Not really. There is no rule to say which of c=4 and a=b are executed
first, in the above line. Actually, it's not even guaranteed that
either of them is executed "first" at all --- the compiler is at
liberty to intermix their execution any way it likes.
> But then (a=b) evaluates to a VALUE.
Care quoting chapter and verse to back up that statement?
> So, it is a rvalue ! (?)
Your compiler obviously thinks it's an lvalue, too.
--
Hans-Bernhard Broeker (bro...@physik.rwth-aachen.de)
Even if all the snow were burnt, ashes would remain.
Michael Tiomkin
> Hi,
>
> In the following program, I can not figure out why it is not an error.
>
> int a,b,c;
> int main()
> {
> a=b=c=3;
>
> (a=b)=c=4; /* this is the statement in question */
> /* why not error ? */
>
> printf ("a=%d b=%d c=%d\n",a,b,c); /* prints 4 3 4 WHY ????*/
>
> return 0;
> }
>
> I think that a=b is executed first. But then (a=b) evaluates to a VALUE.
> So, it is a rvalue ! (?)
> If so, how can I assign the value of c to it ?
Well, I think you made several mistakes in this case. First, a=b
doesn't need to execute first. The compiler can execute c=4 before.
Fortunately, in your case there will be the same result.
Second, a=b evaluates to an lvalue of 'a'. In case that an assignment
appears at the right hand side of another assignment, like c=3 in
b=c=3, only the value part is used. Recall that 'a' itself is also an
lvalue, and it can be used as a value in b=a, and as an assignment
target in a=5.
I don't think that chain assignments are useful in C, because they
can confuse somebody else who will read your code. The '=' infix
operator is right-to-left, and all the other infix operators in C are
left-to-right.
I would prefer to avoid testing the knowledge of C of somebody else
who might need to read and understand your code and make a couple of
changes very fast.
Very naturally, these patterns might be useful only in a C exam!-)
Michael
Douglas A. Gwyn
> I don't think that chain assignments are useful in C, because they
> can confuse somebody else who will read your code.

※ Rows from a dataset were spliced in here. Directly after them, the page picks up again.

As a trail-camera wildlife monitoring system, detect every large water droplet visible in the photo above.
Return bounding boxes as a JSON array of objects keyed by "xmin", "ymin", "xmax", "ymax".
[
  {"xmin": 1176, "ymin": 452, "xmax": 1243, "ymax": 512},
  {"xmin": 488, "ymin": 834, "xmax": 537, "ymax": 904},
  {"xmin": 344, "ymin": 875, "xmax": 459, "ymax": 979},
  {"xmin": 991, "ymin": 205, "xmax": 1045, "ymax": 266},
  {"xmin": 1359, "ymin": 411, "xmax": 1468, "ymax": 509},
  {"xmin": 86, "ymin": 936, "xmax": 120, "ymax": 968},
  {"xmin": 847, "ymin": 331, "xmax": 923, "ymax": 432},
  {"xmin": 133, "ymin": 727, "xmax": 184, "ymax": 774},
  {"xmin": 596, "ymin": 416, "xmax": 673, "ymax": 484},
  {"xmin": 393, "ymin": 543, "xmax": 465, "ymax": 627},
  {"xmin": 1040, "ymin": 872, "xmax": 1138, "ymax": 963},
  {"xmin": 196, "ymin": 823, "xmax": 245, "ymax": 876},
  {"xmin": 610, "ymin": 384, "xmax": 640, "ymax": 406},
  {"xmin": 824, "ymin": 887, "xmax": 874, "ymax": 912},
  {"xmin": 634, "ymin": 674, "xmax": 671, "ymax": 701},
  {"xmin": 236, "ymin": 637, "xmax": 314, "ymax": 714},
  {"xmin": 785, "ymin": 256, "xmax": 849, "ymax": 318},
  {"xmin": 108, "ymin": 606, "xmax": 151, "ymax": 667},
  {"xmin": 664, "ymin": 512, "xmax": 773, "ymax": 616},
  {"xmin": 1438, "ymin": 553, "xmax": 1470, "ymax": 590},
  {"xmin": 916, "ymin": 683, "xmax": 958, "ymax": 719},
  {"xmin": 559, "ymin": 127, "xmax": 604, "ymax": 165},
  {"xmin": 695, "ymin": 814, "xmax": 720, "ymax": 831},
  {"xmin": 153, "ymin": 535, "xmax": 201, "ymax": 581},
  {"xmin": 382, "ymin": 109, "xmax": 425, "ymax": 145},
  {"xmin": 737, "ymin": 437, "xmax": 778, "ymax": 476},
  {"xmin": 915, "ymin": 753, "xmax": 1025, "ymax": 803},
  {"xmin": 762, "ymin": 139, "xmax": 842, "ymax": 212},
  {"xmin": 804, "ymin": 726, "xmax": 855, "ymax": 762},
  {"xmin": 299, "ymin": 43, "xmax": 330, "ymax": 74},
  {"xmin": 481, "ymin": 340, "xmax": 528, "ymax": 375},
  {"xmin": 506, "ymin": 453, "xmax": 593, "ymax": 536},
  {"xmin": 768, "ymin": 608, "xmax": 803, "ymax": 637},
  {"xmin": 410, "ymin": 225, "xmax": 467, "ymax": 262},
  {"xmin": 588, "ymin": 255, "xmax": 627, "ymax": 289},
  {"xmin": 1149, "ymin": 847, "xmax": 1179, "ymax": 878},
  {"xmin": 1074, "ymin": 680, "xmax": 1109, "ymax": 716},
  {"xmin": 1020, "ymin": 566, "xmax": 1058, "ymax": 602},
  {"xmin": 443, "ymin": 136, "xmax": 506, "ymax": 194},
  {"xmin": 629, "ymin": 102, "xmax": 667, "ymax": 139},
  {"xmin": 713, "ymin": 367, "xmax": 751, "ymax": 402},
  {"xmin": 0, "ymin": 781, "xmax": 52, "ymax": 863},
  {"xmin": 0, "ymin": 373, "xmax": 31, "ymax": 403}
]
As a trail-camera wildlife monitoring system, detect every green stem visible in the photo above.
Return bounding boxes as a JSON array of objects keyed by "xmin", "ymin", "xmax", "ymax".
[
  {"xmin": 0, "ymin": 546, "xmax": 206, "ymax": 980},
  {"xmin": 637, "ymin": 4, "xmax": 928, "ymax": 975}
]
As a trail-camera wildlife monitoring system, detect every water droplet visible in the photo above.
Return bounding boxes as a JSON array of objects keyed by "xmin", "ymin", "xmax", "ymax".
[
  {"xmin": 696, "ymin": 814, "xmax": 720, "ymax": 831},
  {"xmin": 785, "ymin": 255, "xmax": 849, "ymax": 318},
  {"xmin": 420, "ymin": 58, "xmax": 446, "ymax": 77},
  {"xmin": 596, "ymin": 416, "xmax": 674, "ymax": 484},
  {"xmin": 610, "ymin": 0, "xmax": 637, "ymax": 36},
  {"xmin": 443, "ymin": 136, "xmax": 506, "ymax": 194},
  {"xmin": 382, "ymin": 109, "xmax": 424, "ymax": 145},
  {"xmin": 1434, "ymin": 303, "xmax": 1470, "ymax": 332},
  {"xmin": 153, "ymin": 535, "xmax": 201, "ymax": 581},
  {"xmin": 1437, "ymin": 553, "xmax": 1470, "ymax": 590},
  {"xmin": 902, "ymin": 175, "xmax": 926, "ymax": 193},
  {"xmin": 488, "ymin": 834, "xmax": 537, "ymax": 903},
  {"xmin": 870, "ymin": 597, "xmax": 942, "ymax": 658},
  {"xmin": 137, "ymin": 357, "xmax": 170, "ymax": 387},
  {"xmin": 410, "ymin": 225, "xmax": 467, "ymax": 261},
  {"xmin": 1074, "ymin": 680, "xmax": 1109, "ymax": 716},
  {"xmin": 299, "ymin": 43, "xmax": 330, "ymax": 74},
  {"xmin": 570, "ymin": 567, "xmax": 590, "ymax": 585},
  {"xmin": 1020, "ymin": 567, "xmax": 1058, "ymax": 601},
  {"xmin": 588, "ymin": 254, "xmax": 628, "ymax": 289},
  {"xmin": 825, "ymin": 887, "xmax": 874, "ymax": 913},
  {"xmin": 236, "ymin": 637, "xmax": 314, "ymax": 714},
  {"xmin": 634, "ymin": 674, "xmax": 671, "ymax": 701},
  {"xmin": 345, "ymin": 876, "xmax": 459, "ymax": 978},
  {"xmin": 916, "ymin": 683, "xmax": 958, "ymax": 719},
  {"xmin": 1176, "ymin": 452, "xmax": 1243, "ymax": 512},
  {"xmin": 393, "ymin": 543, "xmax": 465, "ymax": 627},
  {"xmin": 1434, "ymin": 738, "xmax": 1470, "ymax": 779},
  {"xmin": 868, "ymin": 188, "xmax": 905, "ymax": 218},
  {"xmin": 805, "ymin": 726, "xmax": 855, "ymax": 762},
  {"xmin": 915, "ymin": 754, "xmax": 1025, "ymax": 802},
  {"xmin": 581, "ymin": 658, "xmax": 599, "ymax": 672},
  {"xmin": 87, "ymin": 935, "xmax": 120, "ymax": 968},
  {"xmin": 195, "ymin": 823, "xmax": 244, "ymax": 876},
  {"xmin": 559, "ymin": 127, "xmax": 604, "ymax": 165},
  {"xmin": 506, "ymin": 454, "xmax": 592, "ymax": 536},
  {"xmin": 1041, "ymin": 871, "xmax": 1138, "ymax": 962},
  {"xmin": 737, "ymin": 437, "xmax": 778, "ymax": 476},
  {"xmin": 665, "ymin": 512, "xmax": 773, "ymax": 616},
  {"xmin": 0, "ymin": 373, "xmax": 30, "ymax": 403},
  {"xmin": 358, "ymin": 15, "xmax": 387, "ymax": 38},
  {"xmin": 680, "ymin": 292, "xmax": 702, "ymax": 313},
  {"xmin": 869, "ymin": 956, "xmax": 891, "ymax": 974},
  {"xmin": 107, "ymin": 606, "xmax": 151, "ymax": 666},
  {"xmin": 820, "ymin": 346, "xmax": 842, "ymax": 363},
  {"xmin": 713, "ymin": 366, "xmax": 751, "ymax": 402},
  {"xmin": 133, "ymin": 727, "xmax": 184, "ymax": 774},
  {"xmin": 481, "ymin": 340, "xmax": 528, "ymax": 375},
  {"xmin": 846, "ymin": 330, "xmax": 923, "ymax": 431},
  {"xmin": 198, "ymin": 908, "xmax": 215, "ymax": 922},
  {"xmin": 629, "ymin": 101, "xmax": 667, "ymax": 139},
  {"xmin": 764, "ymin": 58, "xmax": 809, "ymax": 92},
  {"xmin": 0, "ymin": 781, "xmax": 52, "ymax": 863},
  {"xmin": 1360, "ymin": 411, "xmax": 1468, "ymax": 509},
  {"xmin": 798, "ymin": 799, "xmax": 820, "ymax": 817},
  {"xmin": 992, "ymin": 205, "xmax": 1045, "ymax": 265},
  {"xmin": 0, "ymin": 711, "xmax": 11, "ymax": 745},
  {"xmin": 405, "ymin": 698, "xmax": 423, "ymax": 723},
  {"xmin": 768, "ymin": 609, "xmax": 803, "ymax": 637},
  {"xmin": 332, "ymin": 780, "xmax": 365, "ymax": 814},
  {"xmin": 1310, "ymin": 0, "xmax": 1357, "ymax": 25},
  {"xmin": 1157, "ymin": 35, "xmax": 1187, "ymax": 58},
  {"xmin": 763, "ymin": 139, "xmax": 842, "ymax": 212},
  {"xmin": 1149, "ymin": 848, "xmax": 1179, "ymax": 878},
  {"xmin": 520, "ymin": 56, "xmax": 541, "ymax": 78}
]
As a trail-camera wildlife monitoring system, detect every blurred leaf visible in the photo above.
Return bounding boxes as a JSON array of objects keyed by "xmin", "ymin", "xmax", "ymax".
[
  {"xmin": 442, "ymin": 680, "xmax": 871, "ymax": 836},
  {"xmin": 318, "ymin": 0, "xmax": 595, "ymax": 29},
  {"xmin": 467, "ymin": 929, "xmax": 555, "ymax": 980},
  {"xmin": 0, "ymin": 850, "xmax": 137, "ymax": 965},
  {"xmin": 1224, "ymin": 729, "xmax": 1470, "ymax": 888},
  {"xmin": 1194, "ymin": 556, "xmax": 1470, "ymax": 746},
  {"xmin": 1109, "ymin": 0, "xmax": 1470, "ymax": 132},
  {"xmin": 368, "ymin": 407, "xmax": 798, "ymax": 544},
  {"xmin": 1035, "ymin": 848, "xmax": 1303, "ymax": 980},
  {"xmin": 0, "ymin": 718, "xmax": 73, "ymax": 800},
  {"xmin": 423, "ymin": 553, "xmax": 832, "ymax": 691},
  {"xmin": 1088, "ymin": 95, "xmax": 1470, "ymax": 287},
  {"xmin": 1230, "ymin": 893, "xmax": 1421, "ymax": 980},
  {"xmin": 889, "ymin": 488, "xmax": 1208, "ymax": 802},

The common idiom i = j = k = 0; is not a problem.
Keith Thompson
> Avraham <niv...@walla.co.il> wrote:
[...]
> > But then (a=b) evaluates to a VALUE.
>
> Care quoting chapter and verse to back up that statement?
C99 6.5.16p3:
An assignment expression has the value of the left operand after
the assignment, but is not an lvalue.
--
Keith Thompson (The_Other_Keith) ks...@mib.org <http://www.ghoti.net/~kst>
San Diego Supercomputer Center <*> <http://users.sdsc.edu/~kst>
We must do something. This is something. Therefore, we must do this.
Kenneth Brody
[...]
> > int a,b,c;
[...]
> > (a=b)=c=4; /* this is the statement in question */
> > /* why not error ? */
> Second, a=b evaluates to an lvalue of 'a'.
It does? Not on any C compiler I have access to.
--
+-------------------------+--------------------+-----------------------------+
| Kenneth J. Brody | www.hvcomputer.com | |
| kenbrody/at\spamcop.net | www.fptech.com | #include <std_disclaimer.h> |
+-------------------------+--------------------+-----------------------------+
Gene Wirchenko
[snip]
> Well, I think you made several mistakes in this case. First, a=b
>doesn't need to execute first. The compiler can execute c=4 before.
>Fortunately, in your case there will be the same result.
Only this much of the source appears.